2. Call `batch_list` to show all jobs with their states
3. **Read results from disk** instead of calling `batch_fetch` — this saves tokens since `batch_fetch` returns the full text through MCP:
- Job results live at `~/.claude/batches/results/<job_id>.md`
- For Vertex jobs, the job ID contains slashes so the filename uses underscores: e.g., `projects_my-project_locations_us-central1_batchPredictionJobs_123.md`
- Read the file directly: `cat ~/.claude/batches/results/<job_id>.md`
- This is especially important for large results
4. Present the results to the user in a readable format
**Status bar awareness**: The user's status bar shows batch job counts (pending/done/failed), but only for Anthropic jobs. Vertex jobs won't appear in the status bar — always use `batch_poll_once` to check them.
## Cost awareness
Batch API = **50% off** standard pricing:
- Claude Opus 4: $7.50 / $37.50 per million tokens (input/output)
- Claude Sonnet 4: $1.50 / $7.50 per million tokens (input/output)
Typical turnaround: under 1 hour. Max: 24 hours.
**Good batch candidates**: code reviews, documentation generation, architecture analysis, test generation, refactoring plans, security audits, bulk file analysis, API documentation, changelog generation.
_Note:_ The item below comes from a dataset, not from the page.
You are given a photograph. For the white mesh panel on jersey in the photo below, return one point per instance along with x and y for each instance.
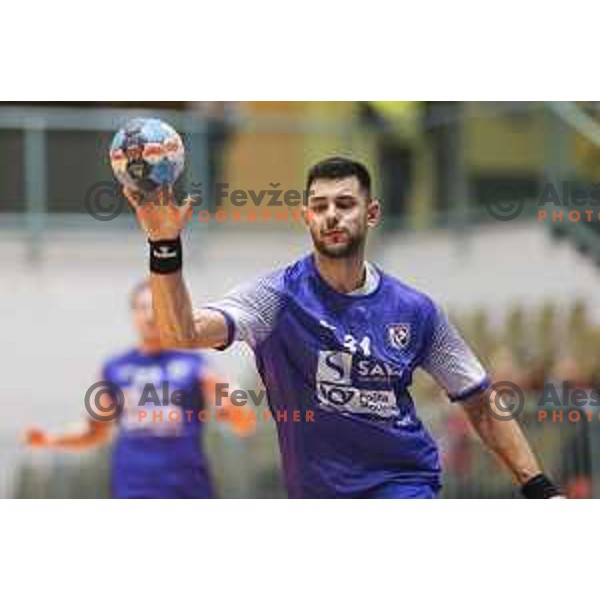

**Bad batch candidates**: anything the user needs answered right now, interactive debugging, quick questions, tasks requiring back-and-forth.
## Error handling
- If `send_to_batch` fails with a connection error, the MCP server may not be running. Suggest: "Try restarting Claude Code, or run `uv run ~/.claude/mcp/claude_batch_mcp.py list` to check."
- If a job is stuck in "submitted" for >2 hours, suggest running `batch_poll_once` and checking `batch_status` with the job ID.
- If results are empty or show errors, check the raw JSONL at `~/.claude/batches/results/<job_id>.raw.jsonl`.